Großunternehmen sind den meisten Menschen ein wenig suspekt: sie haben Macht und Einfluß und eine Kontrolle ihrer Entscheidungen ist schwierig. Diese etwas nebulöse Kritik an den Konzernen haben Meinungsforschungsinstitute in neun Ländern im Herbst vergangenen Jahres auf konkrete Punkte hin untersucht. Interessantestes Ergebnis der jetzt veröffentlichten Befragung: Nicht mehr die traditionelle Kritik an hohen Profiten und Preisen nimmt den ersten Platz ein, sondern die mangelnde Rücksicht der Unternehmen auf die Umwelt.

So kreidete die Mehrzahl der Befragten in der Bundesrepublik, in Frankreich, Schweden, den Niederlanden und Dänemark den Konzernen an, daß sie Luft und Wasser verschmutzen. Nach Angaben des Instituts für Demoskopie Allensbach, das die Umfragen der neun Institute der „International Research Associates“ vorlegte, hatten die Testteilnehmer bei der Frage nach ihrer Kritik an Großunternehmen die Auswahl unter acht Gesichtspunkten. Nur in der Schweiz, den Vereinigten Staaten und in England nannte der größte Teil der Befragten die Gewinnsucht der Konzerne an erster Stelle.

In der Bundesrepublik nahm dieser Kritikpunkt ebenso wie in den Niederlanden, Schweden und Dänemark den zweiten Platz ein.

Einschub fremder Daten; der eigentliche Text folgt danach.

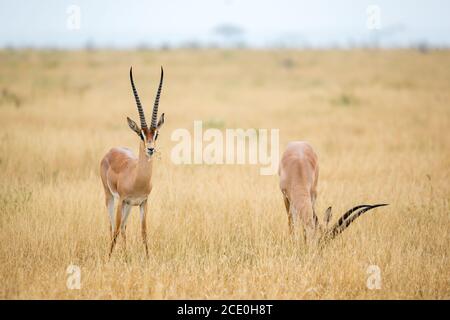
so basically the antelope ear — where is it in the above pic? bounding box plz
[324,206,332,226]
[156,113,165,129]
[127,117,141,135]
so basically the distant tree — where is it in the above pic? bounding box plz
[213,24,245,48]
[84,39,96,52]
[415,41,429,54]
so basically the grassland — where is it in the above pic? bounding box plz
[0,49,449,299]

Für die Australier lag er erst an dritter Stelle und für die Franzosen rangierte, er sogar nur auf Platz vier.

Wie wichtig den Deutschen die Verwirklichung der Mitbestimmung ist, zeigt der Prozentsatz der Kreuzchen bei der Frage nach der Vertretung der Arbeitnehmer im Aufsichtsrat. Die Gewerkschaften können sich freuen: fast ein Drittel der Befragten störte sich an der geringen Mitsprachemöglichkeit der Beschäftigten. Innerhalb der Acht-Punkte-Liste stand dieser Vorwurf damit in der Bundesrepublik an dritter Stelle. In allen übrigen Ländern wird diesem Punkt weit weniger Bedeutung beigemessen.

Noch mehr als Profitsucht und Preistreiberei lasten Australier und Franzosen den Unternehmen an, daß sie der Qualität ihrer Produkte zu wenig Beachtung schenken. Vor allem die Australier scheinen darin Anlaß zu Klagen zu sehen. Sie nannten diesen Vorwurf am häufigsten. Aber auch in Frankreich, Großbritannien, der Schweiz und in den Vereinigten Staaten störten sich jeweils rund 50 Prozent der Befragten an der mangelnden Qualität der Produkte von Größunternehmen. In all diesen Ländern nimmt die Kritik an mangelhafter Qualität den zweiten Platz in der Minusskala ein.

Auch in der Sicherheit der Produkte sehen viele einen Grund zur Beanstandung. In Frankreich, den USA und Australien wirft knapp die Hälfte der Befragten den Konzernen vor, sie achteten zu wenig auf die Sicherheit ihrer Produkte.